This time around, Rehberg set his sights a little lower down the educational ladder. On a tour of a Montana elementary school (where his sister is principal), Rehberg wanted to know quite a bit about how the school policies its government-subsidized lunch program. From the Billings Gazette:
Rehberg asked [his sister and school district official Brenda Koch] pointed questions about fraud and whether families ever dupe the free and reduced-price meal system.
Koch explained that each year, a random sample of families who sign up and qualify are audited by the district to make sure they meet the income guidelines.
On top of that, she said, the district is audited by the state every year on how its Title I dollars are spent.“I’d like to punish those systems that rip the taxpayers off,” Rehberg said during the visit, according to the Gazette.
Rehberg (who is expected to run against Democrat Jon Tester for his Senate seat in 2012) is the 23rd richest member of Congress. Tester's office didn't waste any time delaying their counterattack on him, either.
“Millionaire Congressman Dennis Rehberg went to an elementary school and demanded to know about fraud in the school lunch program for low income students,” Tester campaign manager Preston Elliott told TPM. “At the same time he’s voted to increase his own pay 5 times and to protect subsidies for oil companies.

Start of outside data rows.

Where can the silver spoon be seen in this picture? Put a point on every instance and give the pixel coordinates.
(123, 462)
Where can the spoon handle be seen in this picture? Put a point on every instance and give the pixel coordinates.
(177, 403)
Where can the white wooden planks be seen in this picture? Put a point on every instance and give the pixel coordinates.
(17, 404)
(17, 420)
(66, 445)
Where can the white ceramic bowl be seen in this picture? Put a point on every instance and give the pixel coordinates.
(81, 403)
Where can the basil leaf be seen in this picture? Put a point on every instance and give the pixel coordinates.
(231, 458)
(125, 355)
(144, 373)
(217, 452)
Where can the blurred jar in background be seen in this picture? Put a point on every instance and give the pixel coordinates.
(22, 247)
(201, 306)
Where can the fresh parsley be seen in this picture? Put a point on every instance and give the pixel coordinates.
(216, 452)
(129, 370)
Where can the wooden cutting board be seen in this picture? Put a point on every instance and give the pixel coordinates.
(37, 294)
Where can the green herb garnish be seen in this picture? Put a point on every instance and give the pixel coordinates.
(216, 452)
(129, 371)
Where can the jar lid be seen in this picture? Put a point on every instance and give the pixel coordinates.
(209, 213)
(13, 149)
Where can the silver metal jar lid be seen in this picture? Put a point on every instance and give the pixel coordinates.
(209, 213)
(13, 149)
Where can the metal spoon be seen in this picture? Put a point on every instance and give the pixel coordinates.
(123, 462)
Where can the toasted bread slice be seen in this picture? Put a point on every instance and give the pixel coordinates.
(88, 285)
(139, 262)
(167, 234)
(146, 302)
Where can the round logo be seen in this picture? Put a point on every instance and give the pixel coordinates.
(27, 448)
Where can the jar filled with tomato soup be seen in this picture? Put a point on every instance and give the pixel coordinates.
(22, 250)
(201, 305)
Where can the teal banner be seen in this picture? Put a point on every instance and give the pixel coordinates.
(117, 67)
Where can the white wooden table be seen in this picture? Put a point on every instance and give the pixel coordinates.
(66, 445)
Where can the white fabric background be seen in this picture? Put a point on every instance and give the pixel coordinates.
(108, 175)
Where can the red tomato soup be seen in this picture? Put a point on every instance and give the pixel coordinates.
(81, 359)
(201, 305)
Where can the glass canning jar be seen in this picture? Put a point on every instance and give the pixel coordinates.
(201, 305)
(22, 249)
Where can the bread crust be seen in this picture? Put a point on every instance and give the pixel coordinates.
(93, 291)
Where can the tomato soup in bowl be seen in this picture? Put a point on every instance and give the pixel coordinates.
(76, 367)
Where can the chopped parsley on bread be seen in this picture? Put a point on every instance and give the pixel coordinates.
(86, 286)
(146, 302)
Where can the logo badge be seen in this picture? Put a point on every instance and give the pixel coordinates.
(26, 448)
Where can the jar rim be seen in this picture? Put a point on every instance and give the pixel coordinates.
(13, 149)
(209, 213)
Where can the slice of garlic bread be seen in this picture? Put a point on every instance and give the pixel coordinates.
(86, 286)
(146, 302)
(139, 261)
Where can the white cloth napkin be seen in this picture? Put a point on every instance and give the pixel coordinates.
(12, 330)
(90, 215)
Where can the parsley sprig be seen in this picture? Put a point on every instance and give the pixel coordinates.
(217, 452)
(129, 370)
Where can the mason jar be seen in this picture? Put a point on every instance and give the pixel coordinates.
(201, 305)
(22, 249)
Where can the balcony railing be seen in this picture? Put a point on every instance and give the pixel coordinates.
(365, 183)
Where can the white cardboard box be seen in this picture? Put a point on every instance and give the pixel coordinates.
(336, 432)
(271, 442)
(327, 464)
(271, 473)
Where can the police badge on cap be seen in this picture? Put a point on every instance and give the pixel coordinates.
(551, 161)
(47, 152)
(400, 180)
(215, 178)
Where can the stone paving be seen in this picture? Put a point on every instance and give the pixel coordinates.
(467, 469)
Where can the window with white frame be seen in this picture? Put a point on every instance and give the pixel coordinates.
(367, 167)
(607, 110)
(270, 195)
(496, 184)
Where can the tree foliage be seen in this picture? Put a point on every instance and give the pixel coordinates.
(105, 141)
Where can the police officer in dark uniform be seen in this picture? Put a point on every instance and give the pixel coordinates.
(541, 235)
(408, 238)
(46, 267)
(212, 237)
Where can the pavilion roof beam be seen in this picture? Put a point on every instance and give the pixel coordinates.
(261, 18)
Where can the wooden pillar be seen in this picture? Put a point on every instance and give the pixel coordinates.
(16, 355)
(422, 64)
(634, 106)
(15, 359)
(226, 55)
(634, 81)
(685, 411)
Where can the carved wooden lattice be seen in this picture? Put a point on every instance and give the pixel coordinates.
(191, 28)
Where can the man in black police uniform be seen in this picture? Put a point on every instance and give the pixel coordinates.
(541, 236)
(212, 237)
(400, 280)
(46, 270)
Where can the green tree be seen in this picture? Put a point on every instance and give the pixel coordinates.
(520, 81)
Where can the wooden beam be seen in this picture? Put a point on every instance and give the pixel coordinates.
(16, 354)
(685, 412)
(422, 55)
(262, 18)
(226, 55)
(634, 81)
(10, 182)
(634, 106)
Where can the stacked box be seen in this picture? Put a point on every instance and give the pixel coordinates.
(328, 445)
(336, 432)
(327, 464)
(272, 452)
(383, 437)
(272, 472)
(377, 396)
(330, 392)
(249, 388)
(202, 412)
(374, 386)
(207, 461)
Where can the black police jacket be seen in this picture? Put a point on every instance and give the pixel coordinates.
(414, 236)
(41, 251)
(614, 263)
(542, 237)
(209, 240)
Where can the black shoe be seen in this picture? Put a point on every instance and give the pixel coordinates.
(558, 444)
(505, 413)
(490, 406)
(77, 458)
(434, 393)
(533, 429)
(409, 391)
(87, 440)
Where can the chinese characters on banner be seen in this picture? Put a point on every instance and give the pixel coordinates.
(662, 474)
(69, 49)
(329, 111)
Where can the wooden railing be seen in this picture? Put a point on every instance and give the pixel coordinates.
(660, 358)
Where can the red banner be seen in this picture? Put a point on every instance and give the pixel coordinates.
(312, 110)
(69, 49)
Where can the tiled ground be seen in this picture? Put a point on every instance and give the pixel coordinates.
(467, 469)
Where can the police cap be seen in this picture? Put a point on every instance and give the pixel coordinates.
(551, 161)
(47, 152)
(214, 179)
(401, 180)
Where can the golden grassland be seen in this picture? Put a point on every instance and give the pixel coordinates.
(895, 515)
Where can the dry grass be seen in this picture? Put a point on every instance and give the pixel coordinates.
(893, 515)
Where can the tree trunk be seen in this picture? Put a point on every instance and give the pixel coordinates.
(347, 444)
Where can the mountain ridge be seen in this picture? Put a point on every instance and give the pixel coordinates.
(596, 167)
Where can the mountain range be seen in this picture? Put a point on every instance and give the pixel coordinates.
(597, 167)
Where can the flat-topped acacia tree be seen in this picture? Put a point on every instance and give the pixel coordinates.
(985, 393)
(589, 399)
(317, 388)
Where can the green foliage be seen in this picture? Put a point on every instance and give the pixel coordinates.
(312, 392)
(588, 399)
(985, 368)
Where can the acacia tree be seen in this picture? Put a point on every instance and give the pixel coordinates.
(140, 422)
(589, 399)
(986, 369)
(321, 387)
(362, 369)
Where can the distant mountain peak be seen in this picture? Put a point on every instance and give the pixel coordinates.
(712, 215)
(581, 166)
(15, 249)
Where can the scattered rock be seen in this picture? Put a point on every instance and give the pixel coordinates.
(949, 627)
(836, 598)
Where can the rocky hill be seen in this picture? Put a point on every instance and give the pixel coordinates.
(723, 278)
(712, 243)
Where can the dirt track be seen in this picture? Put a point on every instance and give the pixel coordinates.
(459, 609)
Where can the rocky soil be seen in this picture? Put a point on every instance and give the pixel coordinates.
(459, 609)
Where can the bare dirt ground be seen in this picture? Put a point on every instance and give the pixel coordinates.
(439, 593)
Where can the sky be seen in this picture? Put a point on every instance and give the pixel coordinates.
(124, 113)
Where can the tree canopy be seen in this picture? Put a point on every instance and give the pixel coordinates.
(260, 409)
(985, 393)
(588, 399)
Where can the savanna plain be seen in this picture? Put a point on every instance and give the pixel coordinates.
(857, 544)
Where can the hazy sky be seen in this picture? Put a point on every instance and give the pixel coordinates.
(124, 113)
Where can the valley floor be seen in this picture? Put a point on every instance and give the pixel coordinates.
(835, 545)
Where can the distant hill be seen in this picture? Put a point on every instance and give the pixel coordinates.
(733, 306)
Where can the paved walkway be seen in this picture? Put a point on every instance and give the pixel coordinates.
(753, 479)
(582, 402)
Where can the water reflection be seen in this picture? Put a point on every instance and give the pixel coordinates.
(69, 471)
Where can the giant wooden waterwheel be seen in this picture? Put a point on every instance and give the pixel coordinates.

Well, Dennis, the fraud is you telling Montana families that you’re on their side.”
Reduced or free school lunch programs are about $1 billion total yearly for America. Montana has about 1 million people, or 1/310th of the country's population. Ballpark that out and that means the state's entire share of free lunch programs is roughly $3.25 million. Even if some ridiculously high number like 10% of that is fraud, Dennis here could foot the bill himself if he's that worried about it. If it's one percent, that's $32,500 or so. Write a check, big man. It's almost worth more to the state for Rehberg to pay the money than it is to prosecute anyone on school lunch fraud, for crying out loud.
The point is school lunch programs aren't the flood of fraud that Rehberg makes it out to be. Now oil subsidies on the other hand, well, I'm sure Montana taxpayers could save a lot more money by looking at that. Heck, if it's one percent, why the oil lobbyist money Montana's congressional delegation has been paid in your average year would more than cover that $32,500 fraud tab.
That'll buy a lot of little rectangular pizzas.